Since our arrival we've been enamored with the things that I suppose every flatland Easterner is... the brown, the mountain, the volcanoes, the mesa. I had never seen a mesa before, save for the cartoon sort, and for the first month or so I just couldn't wrap my head around the earth suddenly falling, then continuing on as if nothing had happened. That feeling was overcome by an urge to run up the slope the way I used to run up mountains of sand on construction sites as a kid. After I got closer and realized that might not be possible, I have reserved myself to mentally turning the dark spots that are shrubs into buffalo when I see it from a distance. (Smart buffalo that don't run over the edge.)

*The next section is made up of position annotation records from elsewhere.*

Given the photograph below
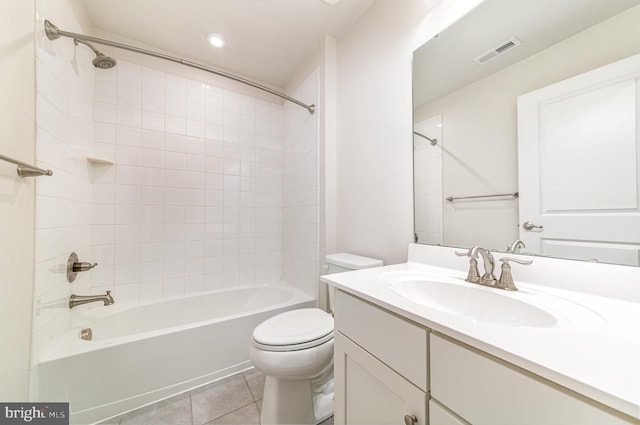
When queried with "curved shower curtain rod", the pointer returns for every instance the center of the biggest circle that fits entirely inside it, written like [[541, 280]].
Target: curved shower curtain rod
[[53, 33]]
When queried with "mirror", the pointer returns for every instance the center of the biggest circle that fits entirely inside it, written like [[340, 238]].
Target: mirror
[[467, 82]]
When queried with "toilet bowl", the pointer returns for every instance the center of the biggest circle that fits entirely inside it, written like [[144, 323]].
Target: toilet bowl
[[295, 352]]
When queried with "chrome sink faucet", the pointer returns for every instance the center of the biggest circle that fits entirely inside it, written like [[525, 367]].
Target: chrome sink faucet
[[488, 278], [76, 300]]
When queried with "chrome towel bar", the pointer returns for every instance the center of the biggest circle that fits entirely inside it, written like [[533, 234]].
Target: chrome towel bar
[[26, 170], [514, 195]]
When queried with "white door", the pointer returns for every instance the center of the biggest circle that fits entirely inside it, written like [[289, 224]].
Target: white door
[[578, 162]]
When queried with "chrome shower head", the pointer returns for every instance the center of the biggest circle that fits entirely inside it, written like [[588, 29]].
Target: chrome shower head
[[101, 61]]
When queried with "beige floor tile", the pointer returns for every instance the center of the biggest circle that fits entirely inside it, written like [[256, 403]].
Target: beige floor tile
[[247, 415], [255, 379], [220, 398]]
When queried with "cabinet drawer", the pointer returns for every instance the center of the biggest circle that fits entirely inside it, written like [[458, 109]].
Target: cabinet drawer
[[399, 344], [485, 390]]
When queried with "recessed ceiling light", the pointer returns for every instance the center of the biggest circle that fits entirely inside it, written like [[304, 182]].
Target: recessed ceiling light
[[216, 40]]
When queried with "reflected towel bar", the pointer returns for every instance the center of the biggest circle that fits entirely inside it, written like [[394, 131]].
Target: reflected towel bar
[[26, 170], [432, 141], [514, 195]]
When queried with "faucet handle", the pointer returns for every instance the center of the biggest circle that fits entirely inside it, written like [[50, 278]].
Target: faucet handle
[[506, 279], [473, 275]]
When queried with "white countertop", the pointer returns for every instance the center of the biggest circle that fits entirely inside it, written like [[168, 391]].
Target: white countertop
[[599, 357]]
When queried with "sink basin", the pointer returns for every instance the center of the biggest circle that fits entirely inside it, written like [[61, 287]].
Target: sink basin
[[479, 303]]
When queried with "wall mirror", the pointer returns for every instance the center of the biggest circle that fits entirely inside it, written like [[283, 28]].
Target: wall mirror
[[526, 127]]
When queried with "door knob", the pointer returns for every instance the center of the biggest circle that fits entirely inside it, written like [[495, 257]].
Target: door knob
[[527, 225]]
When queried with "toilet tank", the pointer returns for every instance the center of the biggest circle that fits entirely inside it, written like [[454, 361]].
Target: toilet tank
[[344, 262]]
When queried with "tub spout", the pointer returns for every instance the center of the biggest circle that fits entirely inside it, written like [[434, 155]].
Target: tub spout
[[76, 300]]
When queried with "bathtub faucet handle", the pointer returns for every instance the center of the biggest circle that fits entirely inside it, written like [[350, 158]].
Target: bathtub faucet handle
[[83, 266], [74, 266]]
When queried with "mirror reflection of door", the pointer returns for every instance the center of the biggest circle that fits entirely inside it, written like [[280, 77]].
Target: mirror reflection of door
[[578, 140]]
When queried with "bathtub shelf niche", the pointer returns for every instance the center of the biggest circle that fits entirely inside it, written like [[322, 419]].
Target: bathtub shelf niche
[[95, 160]]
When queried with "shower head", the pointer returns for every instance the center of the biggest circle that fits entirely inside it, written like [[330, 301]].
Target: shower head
[[101, 61]]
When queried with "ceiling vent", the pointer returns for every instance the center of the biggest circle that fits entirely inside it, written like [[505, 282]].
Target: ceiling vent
[[498, 50]]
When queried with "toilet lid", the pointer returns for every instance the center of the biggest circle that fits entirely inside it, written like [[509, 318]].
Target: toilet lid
[[294, 330]]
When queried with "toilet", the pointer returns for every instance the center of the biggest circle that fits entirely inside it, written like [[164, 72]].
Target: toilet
[[295, 352]]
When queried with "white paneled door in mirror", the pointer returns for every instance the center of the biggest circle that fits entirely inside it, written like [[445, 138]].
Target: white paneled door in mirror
[[578, 140]]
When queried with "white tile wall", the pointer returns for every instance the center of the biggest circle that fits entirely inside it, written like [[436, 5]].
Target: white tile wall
[[196, 194], [193, 201], [428, 182], [64, 86]]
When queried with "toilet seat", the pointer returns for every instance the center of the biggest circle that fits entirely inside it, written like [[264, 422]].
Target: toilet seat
[[294, 330]]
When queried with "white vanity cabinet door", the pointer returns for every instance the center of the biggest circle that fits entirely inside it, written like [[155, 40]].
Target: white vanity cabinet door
[[367, 392], [398, 343], [484, 390]]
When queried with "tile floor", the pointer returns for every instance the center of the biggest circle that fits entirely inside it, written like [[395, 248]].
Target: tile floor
[[235, 400]]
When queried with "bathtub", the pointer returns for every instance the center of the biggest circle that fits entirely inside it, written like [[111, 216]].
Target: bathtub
[[148, 352]]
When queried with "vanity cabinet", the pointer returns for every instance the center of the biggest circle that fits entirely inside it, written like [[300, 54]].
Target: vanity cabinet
[[388, 367], [483, 389], [380, 369]]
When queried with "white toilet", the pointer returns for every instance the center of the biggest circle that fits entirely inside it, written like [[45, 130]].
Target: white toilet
[[295, 351]]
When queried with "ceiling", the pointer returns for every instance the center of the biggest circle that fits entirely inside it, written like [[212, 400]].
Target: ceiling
[[266, 39], [446, 63]]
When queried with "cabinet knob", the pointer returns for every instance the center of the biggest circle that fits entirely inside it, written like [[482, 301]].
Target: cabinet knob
[[410, 420]]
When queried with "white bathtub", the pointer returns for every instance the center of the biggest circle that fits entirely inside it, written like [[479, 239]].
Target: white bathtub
[[149, 352]]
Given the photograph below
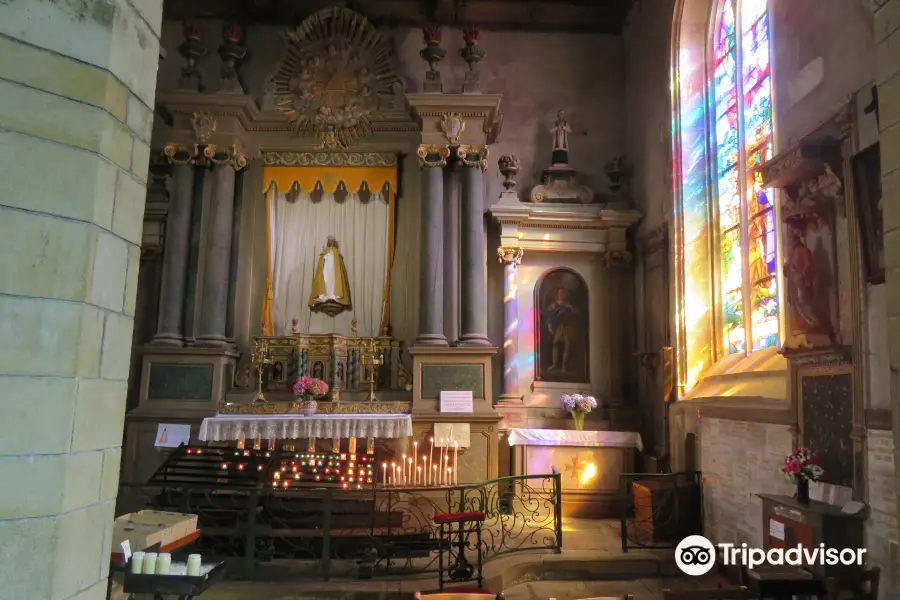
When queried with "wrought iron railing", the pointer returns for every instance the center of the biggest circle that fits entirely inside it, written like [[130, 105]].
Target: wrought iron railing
[[327, 533], [659, 510]]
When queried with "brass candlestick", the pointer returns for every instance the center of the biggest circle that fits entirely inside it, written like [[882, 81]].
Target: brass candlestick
[[260, 358], [370, 357]]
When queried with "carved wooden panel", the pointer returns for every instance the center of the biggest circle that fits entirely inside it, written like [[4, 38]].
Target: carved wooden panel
[[827, 422]]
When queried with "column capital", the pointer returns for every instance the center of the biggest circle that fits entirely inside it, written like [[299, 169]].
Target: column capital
[[433, 155], [473, 156], [201, 155], [510, 255]]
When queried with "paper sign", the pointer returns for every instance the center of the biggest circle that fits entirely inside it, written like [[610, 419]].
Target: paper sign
[[457, 402], [447, 433], [126, 550], [169, 435], [776, 529]]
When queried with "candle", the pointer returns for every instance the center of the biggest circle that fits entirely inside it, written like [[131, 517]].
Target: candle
[[137, 563], [455, 463], [163, 564], [194, 562], [149, 563]]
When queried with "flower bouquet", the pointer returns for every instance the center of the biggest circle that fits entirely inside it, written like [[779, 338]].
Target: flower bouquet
[[578, 405], [306, 390], [801, 467]]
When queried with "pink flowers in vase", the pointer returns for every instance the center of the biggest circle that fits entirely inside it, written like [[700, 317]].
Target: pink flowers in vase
[[309, 387], [802, 464]]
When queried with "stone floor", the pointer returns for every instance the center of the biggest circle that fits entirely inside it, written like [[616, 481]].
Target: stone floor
[[591, 564]]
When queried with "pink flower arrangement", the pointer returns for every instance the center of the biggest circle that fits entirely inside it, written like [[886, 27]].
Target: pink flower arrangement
[[802, 464], [309, 386]]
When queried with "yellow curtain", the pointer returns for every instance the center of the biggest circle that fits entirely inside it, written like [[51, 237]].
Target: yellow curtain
[[306, 178]]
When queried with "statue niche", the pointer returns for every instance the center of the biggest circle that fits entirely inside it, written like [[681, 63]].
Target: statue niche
[[561, 332]]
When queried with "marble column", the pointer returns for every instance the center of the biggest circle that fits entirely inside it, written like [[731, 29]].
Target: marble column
[[510, 257], [431, 279], [169, 331], [451, 252], [217, 259], [473, 268]]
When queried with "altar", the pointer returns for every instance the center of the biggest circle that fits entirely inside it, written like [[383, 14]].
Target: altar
[[590, 463]]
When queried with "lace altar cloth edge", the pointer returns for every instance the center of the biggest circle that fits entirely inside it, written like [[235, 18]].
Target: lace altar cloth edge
[[569, 437], [223, 428]]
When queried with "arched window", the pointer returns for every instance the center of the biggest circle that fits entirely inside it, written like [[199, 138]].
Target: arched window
[[728, 267]]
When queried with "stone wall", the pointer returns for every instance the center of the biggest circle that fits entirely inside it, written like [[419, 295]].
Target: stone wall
[[77, 82]]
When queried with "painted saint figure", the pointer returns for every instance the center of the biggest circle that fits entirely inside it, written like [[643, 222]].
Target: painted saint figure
[[331, 288], [561, 133], [562, 326]]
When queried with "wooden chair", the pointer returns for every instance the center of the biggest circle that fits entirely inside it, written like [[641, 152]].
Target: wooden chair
[[738, 593], [862, 586]]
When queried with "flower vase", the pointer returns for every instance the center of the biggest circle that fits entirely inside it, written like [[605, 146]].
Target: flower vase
[[578, 417], [308, 406], [802, 490]]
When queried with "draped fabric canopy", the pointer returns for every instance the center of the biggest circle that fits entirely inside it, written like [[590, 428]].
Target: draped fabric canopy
[[305, 206]]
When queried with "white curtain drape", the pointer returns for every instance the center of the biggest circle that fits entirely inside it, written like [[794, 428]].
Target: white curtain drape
[[299, 229]]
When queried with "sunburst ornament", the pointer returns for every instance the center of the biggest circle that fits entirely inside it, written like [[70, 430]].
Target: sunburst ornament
[[334, 77]]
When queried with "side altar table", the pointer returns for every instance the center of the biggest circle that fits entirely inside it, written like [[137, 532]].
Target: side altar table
[[590, 463], [222, 428]]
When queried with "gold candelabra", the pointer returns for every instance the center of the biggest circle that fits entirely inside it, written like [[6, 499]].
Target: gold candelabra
[[370, 357], [260, 358]]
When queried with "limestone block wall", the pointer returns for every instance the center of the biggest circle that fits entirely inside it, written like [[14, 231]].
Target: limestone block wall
[[77, 82]]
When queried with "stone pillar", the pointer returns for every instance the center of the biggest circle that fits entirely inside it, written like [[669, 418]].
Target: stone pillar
[[451, 252], [70, 237], [511, 257], [432, 159], [217, 265], [169, 330], [473, 268]]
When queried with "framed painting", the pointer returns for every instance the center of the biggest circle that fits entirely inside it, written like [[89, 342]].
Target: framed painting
[[561, 331], [867, 194]]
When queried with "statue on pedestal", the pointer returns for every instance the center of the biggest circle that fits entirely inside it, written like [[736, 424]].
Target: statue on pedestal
[[331, 288]]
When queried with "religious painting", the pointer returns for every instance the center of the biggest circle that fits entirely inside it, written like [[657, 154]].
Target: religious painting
[[867, 191], [561, 311]]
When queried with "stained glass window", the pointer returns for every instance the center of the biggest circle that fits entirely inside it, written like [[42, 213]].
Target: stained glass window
[[741, 107]]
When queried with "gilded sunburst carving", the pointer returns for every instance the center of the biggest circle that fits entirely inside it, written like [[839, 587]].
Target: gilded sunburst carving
[[334, 77]]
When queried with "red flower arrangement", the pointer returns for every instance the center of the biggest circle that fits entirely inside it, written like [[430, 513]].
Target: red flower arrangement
[[802, 464]]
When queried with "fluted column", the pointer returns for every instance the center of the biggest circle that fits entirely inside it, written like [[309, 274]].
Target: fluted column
[[473, 267], [451, 252], [432, 159], [511, 257], [169, 331], [217, 263]]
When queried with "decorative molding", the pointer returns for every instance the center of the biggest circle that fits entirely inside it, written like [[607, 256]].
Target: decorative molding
[[433, 155], [329, 159], [879, 419]]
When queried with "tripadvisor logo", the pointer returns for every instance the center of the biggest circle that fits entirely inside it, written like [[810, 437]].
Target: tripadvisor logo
[[695, 555]]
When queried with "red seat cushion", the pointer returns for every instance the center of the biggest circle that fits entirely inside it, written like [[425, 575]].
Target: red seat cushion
[[459, 517]]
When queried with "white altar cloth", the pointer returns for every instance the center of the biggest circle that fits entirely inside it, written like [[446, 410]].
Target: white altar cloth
[[294, 427], [569, 437]]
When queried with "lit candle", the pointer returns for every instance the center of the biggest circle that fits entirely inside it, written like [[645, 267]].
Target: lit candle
[[455, 463]]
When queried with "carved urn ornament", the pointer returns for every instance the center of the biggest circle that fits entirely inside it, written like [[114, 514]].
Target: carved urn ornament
[[334, 77]]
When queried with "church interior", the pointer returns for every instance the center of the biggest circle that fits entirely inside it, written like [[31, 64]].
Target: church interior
[[327, 297]]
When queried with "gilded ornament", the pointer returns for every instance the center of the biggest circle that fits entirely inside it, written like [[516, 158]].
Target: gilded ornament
[[473, 156], [453, 127], [510, 255], [334, 77], [433, 155]]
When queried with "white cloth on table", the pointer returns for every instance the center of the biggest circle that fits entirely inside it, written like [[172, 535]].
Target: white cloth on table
[[569, 437], [294, 427]]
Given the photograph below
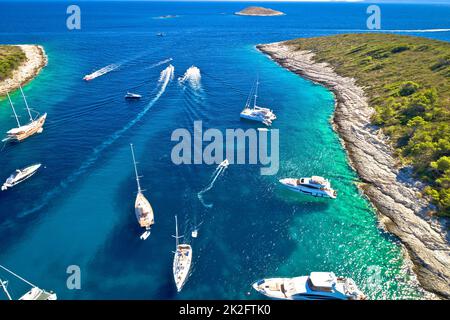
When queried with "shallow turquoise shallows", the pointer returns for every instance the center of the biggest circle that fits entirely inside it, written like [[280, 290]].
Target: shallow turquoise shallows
[[78, 210]]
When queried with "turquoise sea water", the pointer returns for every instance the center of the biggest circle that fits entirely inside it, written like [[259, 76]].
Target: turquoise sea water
[[78, 210]]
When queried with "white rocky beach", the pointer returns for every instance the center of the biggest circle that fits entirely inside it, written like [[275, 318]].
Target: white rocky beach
[[394, 194], [36, 60]]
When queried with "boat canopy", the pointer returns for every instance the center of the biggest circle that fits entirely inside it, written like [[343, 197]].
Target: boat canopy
[[322, 281], [318, 180]]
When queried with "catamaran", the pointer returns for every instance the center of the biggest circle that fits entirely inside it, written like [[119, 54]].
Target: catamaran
[[142, 208], [34, 293], [315, 186], [24, 131], [256, 113], [20, 175], [316, 286], [181, 260]]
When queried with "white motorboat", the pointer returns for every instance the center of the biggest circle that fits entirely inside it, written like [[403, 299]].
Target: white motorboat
[[256, 113], [181, 261], [20, 175], [315, 186], [316, 286], [142, 207], [132, 96], [34, 293]]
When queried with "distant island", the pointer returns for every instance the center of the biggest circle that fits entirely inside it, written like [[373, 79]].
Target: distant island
[[19, 64], [259, 11], [392, 110]]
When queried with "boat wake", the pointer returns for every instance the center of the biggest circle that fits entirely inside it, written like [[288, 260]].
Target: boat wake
[[216, 174], [157, 64], [164, 80], [192, 76], [102, 71]]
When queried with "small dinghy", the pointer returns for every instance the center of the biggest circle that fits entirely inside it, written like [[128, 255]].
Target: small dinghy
[[20, 175]]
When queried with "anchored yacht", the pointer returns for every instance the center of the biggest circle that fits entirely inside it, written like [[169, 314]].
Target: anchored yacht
[[181, 261], [142, 208], [315, 186], [316, 286], [34, 293], [20, 175], [256, 113], [22, 132]]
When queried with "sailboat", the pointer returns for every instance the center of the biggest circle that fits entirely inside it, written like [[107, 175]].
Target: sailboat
[[256, 113], [20, 175], [142, 208], [24, 131], [34, 293], [181, 260]]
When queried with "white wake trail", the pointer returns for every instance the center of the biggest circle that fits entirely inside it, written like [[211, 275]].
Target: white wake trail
[[159, 63], [215, 175], [165, 78], [193, 77]]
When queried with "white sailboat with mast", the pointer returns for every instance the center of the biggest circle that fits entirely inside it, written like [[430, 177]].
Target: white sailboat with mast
[[256, 113], [35, 293], [142, 207], [22, 132], [181, 261]]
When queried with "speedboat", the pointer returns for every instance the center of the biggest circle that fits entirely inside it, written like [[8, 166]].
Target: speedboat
[[316, 286], [36, 293], [181, 261], [20, 175], [315, 186], [132, 96], [225, 163], [256, 113]]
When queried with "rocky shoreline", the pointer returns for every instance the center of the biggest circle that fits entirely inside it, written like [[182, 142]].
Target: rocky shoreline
[[402, 211], [35, 62]]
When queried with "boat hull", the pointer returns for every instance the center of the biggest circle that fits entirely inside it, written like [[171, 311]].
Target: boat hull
[[34, 127], [144, 212], [308, 191], [181, 265]]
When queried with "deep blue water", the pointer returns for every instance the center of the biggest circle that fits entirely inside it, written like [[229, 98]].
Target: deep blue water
[[79, 209]]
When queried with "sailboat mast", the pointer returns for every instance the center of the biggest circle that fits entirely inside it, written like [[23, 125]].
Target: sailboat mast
[[17, 276], [12, 106], [2, 284], [26, 103], [135, 169], [256, 91], [176, 231]]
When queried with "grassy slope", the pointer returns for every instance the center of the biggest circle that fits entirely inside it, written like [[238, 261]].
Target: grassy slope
[[10, 59], [407, 81]]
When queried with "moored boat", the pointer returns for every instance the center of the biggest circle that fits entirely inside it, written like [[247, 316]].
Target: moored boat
[[142, 207], [315, 186], [256, 113], [22, 132], [20, 175], [316, 286], [35, 293], [182, 260]]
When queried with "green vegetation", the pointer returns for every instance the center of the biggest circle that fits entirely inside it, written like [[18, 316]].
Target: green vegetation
[[407, 81], [11, 57]]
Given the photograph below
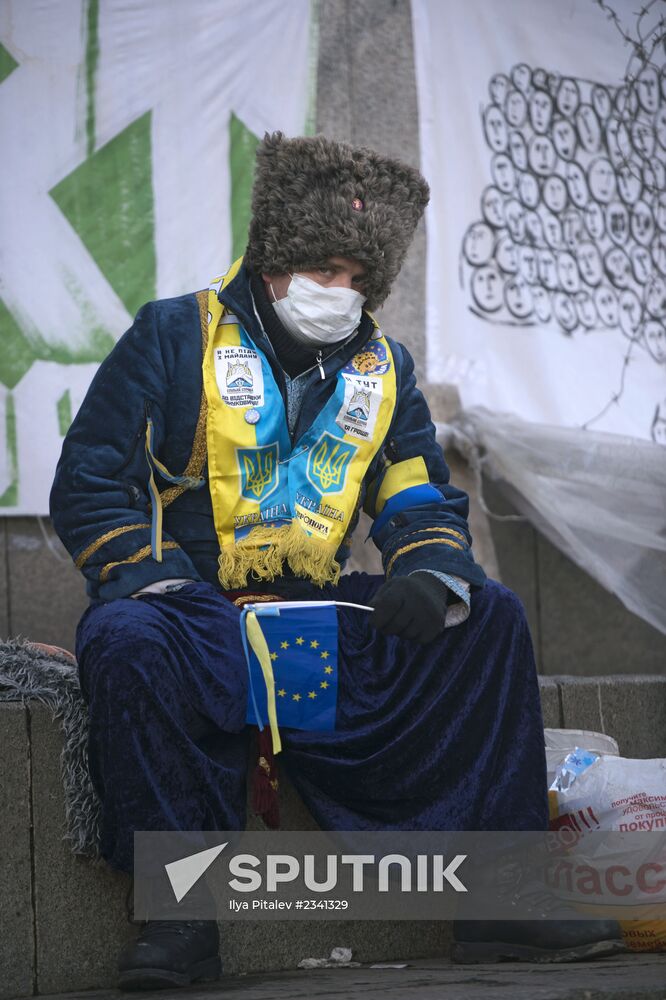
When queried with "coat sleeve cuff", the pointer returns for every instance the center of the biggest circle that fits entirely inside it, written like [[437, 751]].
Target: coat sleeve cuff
[[459, 611]]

My boyfriend comments often on how he took everything about this place for granted. He never really looked at the mountain, it was just kinda there; he never realized that most cities aren't lined with a string of volcanoes, he had never been to the Petroglyphs, the pueblo ruins, to the top of Sandia Peak. At first I had a hard time relating to this idea... how could you be a child in this place and not be overwhelmed by it? How could he have gone to school here (for cultural anthropology!) without visiting the Petroglyphs? But then I thought of all the amazing places I never made any attempt to visit in Florida, and all the sunrises over the ocean I was too tired to get up and watch. And even in my first few months in Albuquerque, how my desire to run up the mesa or take the Tram to the top of the mountain has dwindled.
My sense of wonder was rekindled with the falling of the first snow. Having grandparents in Connecticut, I romped in the snow a few times as a kid. But I had never actually watched it come down from the sky, melt melt melt, then finally build up a little. It was exciting enough to incite childish wonder and maybe a little childish behavior- going outside to stand in it despite the cold I'd been fighting for a week, or waking my tropic-dwelling family in the middle of the night with my news. "Its snowing... jealous?" Yes, those were my actual words. But snow, for someone who hasn't seen it or, like me, doesn't really remember seeing it, is strange and beautiful and painfully temporary. I can't remember ever being afraid of the prospect that a rainstorm would end or that the wind would stop blowing on a windy day, but I had to stand at the window and watch the snow fall- from the first piece until it stopped. The second night it snowed, I missed it altogether and woke to find snow on the ground and I felt an unexpected feeling of loss. Maybe after a couple winters I can let it go.
Anyway, I am writing this in my hope to remind myself to take a second to enjoy the one of a kind beauty that surrounds me here, and for that matter, to make the most of wherever I am in the world.